Oceana’s sayonara to 54th Street was one of the most heartfelt soirees I’ve probably ever experienced, but I also have to say it was also the closest to a hostage situation I’ve been in in a good long while. It even featured what looked like a video of the victim just before the beheading. The accolades went on. And on. Luckily, the downstairs bartender had an Energizer aspect, and the kitchen kept the really sensational food coming as well. (Each of the three chefs responsible for consecutive three-star ratings did three mini-dishes.) Unfortunately, guests were the untrusting sort and were hoovering as fast as the stuff could be sent out. One snapped at a waiter that food was coming too slow upstairs; one waiter snapped at a guy who summoned him over with a full tray: “I’m trying to get these to people who haven’t had 12 already.” But it mostly felt like an end of two eras in one space. When I was in restaurant school, one outing was to the kitchen at what was then Le Cygne in a city where the only serious places were traditional French. And when RM first cooked at Oceana, we went for Bob’s birthday and had a blowaway meal. Lolling on a banquette in a room about to be abandoned, I could remember exactly where we sat and half of what we ate. My friend who had never eaten there found the space gloomy, but that would be like judging the hotel in “The Shining.”
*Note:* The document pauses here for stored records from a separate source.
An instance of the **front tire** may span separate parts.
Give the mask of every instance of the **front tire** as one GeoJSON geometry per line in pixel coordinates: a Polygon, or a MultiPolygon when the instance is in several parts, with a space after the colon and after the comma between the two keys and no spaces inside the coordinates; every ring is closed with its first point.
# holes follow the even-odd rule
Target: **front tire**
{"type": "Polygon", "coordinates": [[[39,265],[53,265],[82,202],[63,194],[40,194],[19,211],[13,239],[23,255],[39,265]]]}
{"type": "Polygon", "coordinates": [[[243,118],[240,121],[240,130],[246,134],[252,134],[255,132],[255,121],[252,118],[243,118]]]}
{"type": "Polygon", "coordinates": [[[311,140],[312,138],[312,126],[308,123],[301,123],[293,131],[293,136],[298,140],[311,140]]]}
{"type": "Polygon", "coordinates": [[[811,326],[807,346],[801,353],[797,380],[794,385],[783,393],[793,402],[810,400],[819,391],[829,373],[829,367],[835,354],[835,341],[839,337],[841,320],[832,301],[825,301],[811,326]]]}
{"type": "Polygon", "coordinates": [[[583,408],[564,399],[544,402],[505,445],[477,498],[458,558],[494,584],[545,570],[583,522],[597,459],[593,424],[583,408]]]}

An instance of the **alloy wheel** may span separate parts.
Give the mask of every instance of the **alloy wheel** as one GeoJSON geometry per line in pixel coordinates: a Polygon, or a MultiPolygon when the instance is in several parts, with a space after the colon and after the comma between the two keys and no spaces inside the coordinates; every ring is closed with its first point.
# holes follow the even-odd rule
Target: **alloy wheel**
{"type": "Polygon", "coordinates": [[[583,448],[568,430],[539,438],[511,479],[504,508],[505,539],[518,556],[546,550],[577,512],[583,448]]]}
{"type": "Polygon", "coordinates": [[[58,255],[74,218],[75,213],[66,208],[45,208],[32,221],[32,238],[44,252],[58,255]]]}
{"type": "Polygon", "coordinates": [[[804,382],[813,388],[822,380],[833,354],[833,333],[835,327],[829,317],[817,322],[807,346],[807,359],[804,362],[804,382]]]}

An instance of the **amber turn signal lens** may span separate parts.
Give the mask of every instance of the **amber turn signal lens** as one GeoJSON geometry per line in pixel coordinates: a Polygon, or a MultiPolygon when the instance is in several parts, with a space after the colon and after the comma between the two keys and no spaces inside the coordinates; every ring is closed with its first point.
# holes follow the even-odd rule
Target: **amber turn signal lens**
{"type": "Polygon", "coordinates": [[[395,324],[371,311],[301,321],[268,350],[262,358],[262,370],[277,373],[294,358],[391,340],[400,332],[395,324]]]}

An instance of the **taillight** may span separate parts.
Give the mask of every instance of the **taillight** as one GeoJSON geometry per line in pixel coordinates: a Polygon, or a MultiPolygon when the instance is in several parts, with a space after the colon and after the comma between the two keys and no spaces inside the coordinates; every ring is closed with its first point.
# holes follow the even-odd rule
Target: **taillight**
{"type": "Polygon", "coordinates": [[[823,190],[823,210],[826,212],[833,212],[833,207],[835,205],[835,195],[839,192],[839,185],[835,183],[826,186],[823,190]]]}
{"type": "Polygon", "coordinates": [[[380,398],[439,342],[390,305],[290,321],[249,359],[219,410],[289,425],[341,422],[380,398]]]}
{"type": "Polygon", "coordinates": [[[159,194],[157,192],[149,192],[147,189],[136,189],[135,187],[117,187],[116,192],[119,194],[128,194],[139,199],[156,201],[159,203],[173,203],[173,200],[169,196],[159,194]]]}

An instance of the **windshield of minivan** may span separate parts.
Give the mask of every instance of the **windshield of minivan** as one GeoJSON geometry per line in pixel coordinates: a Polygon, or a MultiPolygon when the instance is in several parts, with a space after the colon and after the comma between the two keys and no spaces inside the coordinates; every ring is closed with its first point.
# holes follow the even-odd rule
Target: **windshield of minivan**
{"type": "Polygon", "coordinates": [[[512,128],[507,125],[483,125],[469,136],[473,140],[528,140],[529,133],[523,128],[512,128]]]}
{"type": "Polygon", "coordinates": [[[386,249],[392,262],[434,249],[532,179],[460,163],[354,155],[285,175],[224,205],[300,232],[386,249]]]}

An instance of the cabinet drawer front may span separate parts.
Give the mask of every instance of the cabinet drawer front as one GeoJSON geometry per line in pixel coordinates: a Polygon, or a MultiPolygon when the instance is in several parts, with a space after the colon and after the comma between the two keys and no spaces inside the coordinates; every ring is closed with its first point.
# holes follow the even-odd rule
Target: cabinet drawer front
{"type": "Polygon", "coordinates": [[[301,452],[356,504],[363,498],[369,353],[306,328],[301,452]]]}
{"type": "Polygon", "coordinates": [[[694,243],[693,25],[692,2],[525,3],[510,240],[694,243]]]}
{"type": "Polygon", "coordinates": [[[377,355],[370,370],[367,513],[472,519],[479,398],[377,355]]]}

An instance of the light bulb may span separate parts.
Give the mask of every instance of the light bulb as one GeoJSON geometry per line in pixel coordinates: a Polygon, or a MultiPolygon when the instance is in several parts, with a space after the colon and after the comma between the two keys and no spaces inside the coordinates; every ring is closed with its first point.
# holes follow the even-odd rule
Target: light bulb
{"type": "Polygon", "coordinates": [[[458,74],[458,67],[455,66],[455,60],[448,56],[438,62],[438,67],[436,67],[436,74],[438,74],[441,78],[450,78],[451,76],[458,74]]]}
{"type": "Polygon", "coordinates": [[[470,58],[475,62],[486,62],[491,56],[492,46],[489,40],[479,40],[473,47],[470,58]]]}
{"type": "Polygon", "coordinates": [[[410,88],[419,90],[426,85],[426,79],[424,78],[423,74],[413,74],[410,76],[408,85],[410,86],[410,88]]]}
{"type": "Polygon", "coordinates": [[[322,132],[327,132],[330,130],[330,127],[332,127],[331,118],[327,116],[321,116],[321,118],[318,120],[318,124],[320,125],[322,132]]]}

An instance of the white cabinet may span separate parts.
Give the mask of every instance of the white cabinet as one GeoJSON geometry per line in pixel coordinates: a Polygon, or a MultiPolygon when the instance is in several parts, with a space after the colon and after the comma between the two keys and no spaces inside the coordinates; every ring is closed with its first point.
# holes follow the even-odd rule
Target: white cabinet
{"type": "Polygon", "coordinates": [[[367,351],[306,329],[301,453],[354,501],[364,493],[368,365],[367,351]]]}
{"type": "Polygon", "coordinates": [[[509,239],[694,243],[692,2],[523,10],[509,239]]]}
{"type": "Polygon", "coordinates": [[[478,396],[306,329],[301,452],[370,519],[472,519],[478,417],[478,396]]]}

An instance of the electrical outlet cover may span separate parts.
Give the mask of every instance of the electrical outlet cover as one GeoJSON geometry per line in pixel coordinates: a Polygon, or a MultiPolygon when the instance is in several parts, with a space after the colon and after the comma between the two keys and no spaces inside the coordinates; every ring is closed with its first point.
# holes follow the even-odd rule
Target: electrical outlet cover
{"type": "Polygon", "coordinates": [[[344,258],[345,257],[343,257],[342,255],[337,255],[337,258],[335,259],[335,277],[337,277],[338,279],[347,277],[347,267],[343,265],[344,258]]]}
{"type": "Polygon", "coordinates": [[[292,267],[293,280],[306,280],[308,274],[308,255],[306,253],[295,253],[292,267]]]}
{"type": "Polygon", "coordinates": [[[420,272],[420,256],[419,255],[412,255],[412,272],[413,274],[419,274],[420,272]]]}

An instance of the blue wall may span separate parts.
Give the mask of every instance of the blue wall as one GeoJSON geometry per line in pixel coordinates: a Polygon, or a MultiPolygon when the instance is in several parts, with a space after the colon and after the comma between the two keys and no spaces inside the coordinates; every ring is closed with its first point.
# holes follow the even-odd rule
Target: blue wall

Everyone’s moving west these days, and I wonder how that will play out. When I got home, I rode up in the elevator with neighbors just in from an anniversary dinner way downtown at a French restaurant who said: “There’s money out there. It’s just not seemly to show it.” Pizza is the new brioche.
No Nora, no way, no how
Here’s one guessing game my consort and I never played in the Chimp Reign of Error: Where might the First Couple eat on a trip to New York? We both ruled out Per Se and Daniel as too expensive/ostentatious. I said Le Bernardin because it seems to be the reflexive choice of the high-profile who won’t want to seem too indulgent/ostentatious (and who have eaten at Citronelle). Bob thought a Danny Meyer joint was a possibility. But of course the Big Os are too smart for any of us. Blue Hill was the right restaurant on the right night. Although I can’t wait until the wingnuts start bitching that “green” food was involved, I do like how the cult of Saint Alice has been cut off at the local/seasonal/sustainable pass. Best part: Imagining Mrs. Chimp sulking in envy over her successor getting to drink martinis in public. Complete with a sentient husband who can have all the wine he wants without trashing the joint. The Os both deserve a burger today.
Let there be blights
And reports that Tavern on the Green reneged on its cookbook deal are not exactly shocking. The only surprising aspect is that anyone really thought a catering hall never known for its food would have recipes worth the sacrifice of trees. I still remember the poor young Swiss chef who was canned back in the last century after the NYT, when it still mattered, awarded only a “fair” for his ambitious cooking. His wife, a then-friend of mine, had given me a tour of the kitchens and the watchword was obviously not quality, only quantity (the only place I think I’ve seen bigger vats was a pumpkin factory in Illinois where tons were reduced for canning). But it’s still a little unsettling to read reports implying potential concessionaires are pulling out because the staff is unionized (read: deal-breakingly expensive). If your plane is going down, would you prefer the pilot with training and benefits or the co-pilot who doesn’t know nothin’ ’bout no de-icing and had to come to work with a cold? Swine flu hysteria made no sense not least because no one wanted to consider how many food handlers can’t afford either a sick day or a doctor. And with sneezing and wheezing, those ridiculous latex gloves are not protection but kabuki. Especially considering the waiters long ago got kinder reviews than the food.